Thirteen years ago last month, my cousin Esther LaPlante was one of several people who were shot at a homeowners’ association meeting in Peoria, Ariz. A former homeowner with a longstanding grudge against the board walked in and began firing.
Esther and another woman were killed.
Esther had recently been elected to the association board. Even though her nephew and his wife were visiting from Ohio, Esther told them she had to go since this was her first meeting.
That was Esther. She was always stepping up to help family and friends. Her older brother, his two sons and their families lived back East. She had no immediate family in Arizona but she had a huge extended family of primos, tios and tias in Arizona.
She once drove a van full of her elderly relatives to Los Angeles so they could attend a family funeral. She played the organ at a cousin’s wedding. She arranged horseback riding lessons for a younger cousin. She was one of the ringleaders of a family reunion.
Esther lived a life doing many little ordinary things helping others for the sheer joy of helping others, which made her an extraordinary person. In the last 13 years we have missed Esther at family gatherings, holidays or just her visits.
Recently one of her many cousins did something Esther would have done. She rounded up a bunch of family members to visit Esther’s grave site near Tubac, Ariz., where she is buried with her parents. Several cousins cleaned up the site ahead of time, and this past weekend about 30 of us drove down for a day of remembrance. We told a few stories, we laughed and we remembered Esther. She would have liked it. Instead of saying “yes” to a question, she often used a phrase that many recalled, “Si Chuy.”
It was just a silly thing she would say.
There were no headlines, there were no microphones, and the only cameras were taking family photos. We haven’t had a reunion since Esther died.
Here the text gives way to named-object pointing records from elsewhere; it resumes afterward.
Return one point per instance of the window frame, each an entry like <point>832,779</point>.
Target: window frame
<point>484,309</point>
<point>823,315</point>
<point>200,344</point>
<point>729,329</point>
Maybe if she had been here to coordinate it there would have been one, and who knows how many ordinary things didn’t happen without Esther?
The memories of that horrible day have faded. The shooter died in January, and for many in the family, that provided some closure.
And our memories of Esther remain strong. Hopefully we’ll have another full family reunion soon and we can laugh and tell more stories about Esther and the rest of our family, and keep her story going.